Akin to a blind trust, the insider cannot make changes to the predetermined plan once he or she is in possession of material nonpublic information.

On June 23, 2025, the former CEO and Chairman of Ontrak Inc., a publicly traded healthcare company based in Miami, was sentenced to 42 months in federal prison for insider trading despite the fact that he used a Rule 10b5-1 trading plan. In addition to the sentence of incarceration, Terren Scott Peizer was ordered to pay a $5.2 million fine and disgorge $12.7 million in ill-gotten gains. According to the Department of Justice, Peizer’s case marks the first instance where an executive was convicted of insider trading based solely on the abuse of a trading plan.

In this instance, the prosecution argued that Peizer was in possession of material nonpublic information at the time that he entered into the trading plan, and, therefore, the plan was not entered into in good faith. Rule 10b5-1 explicitly provides that the trading plan must have been entered into in good faith and not as a scheme to evade the insider trading rules. 

Specifically, the prosecution argued that Peizer entered into his first trading plan after he learned that a relationship between Ontrak and a key customer was deteriorating and that the customer had serious reservations about continuing its contract. Peizer was alleged to have entered into a second trading plan just an hour after he learned that the contract was likely to be terminated.

Peizer also ignored warnings from brokers, attorneys, and another company executive who urged him to allow time to pass between entering into the trading plans and selling stock — a “cooling off” period.
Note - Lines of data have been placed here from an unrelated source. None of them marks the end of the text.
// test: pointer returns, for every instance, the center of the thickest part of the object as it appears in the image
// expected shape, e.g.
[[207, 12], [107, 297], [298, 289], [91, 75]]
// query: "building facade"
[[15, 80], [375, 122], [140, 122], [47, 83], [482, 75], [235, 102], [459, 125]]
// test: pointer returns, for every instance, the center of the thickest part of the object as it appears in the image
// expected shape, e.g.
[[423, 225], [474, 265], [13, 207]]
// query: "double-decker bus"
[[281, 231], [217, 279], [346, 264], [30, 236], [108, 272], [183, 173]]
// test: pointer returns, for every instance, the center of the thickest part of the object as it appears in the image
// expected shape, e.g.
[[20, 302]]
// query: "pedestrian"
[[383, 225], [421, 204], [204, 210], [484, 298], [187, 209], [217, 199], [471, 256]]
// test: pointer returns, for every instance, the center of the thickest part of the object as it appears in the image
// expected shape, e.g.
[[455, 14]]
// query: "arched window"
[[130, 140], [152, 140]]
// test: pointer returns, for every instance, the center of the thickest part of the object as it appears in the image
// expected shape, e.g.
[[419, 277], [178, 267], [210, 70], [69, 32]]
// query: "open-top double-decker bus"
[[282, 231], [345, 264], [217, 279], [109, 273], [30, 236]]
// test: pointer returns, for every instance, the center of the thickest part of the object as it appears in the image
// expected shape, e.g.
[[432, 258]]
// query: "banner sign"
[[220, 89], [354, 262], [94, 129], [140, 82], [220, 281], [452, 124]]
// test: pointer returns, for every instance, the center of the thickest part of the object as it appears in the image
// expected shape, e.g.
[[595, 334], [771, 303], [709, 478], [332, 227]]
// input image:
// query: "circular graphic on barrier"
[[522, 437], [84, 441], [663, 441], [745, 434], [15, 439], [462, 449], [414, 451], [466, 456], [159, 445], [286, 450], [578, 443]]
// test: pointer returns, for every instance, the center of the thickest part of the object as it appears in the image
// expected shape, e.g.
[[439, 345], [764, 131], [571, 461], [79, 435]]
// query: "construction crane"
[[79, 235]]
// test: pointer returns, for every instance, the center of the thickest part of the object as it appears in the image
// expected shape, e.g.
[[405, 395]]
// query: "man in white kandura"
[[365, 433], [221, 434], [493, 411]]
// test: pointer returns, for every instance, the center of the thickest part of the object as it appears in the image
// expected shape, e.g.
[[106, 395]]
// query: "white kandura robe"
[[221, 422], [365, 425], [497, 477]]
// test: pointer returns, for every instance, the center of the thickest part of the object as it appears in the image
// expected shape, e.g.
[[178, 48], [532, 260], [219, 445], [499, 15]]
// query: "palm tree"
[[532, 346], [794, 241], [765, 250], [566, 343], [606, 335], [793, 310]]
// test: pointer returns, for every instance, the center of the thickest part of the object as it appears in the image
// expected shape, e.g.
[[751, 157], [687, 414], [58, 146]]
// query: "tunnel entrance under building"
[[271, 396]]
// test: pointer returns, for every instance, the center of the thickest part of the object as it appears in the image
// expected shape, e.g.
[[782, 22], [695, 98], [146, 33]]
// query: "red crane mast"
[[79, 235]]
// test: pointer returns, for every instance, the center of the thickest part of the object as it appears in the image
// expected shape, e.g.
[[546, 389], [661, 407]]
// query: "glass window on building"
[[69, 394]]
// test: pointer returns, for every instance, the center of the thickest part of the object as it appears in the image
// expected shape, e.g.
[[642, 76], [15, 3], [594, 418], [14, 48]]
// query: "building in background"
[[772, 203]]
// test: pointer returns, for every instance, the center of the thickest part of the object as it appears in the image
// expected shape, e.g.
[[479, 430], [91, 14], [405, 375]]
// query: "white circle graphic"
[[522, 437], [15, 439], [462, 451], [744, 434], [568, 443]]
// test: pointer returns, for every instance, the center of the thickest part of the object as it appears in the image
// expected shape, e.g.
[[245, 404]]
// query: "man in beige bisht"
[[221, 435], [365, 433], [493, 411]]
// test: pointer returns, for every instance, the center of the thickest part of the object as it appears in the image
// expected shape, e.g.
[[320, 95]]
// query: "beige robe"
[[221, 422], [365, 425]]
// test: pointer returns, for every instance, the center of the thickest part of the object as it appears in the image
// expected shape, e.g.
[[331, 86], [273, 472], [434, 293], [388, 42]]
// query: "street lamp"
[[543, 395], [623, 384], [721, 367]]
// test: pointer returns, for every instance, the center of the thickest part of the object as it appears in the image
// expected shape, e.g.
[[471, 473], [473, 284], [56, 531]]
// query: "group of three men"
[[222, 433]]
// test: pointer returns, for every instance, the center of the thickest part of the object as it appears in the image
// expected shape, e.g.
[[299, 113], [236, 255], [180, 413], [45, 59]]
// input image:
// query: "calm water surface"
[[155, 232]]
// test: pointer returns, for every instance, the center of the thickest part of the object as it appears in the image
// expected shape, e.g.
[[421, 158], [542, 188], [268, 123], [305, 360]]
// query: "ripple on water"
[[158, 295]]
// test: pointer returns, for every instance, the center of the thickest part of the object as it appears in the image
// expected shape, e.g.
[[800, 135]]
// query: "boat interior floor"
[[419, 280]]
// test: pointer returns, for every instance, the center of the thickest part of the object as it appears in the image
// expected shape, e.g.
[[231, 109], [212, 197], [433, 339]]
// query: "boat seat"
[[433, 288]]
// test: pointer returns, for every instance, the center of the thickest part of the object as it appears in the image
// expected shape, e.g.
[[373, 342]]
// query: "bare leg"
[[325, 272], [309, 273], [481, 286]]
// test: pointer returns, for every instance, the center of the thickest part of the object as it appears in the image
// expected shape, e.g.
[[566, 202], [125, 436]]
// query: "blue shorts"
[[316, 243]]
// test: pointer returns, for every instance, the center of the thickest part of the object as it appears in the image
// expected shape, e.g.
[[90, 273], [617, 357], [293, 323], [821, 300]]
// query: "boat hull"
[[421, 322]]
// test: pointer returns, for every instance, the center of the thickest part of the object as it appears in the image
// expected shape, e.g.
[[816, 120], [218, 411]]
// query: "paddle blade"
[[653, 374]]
Instead, Peizer began selling stock just one day after entering into each of the two plans, and when the cancellation of the customer’s contract was announced publicly, the stock price declined by more than 44%.

While the case may have reverberations for the many executives who rely on Rule 10b5-1 trading plans, the specific facts of the case suggest that the plans are still a viable tool when used in good faith and when they are established at a time when the insider is not in possession of material nonpublic information.

The best practices for relying upon such a plan include entering into the plan when the insider does not possess material nonpublic information, allowing a “cooling off” period of at least 30 days from when the plan is established until the first transaction, making sure that there are clearly defined parameters within the plan as to the price and/or timing of the trades, and avoiding making any amendments or terminating the plan when the insider remains in possession of material nonpublic information.

While Rule 10b5-1 trading plans do not provide immunity from prosecution — particularly where they are being used in bad faith to avoid losses — they still represent a strong defense when used properly.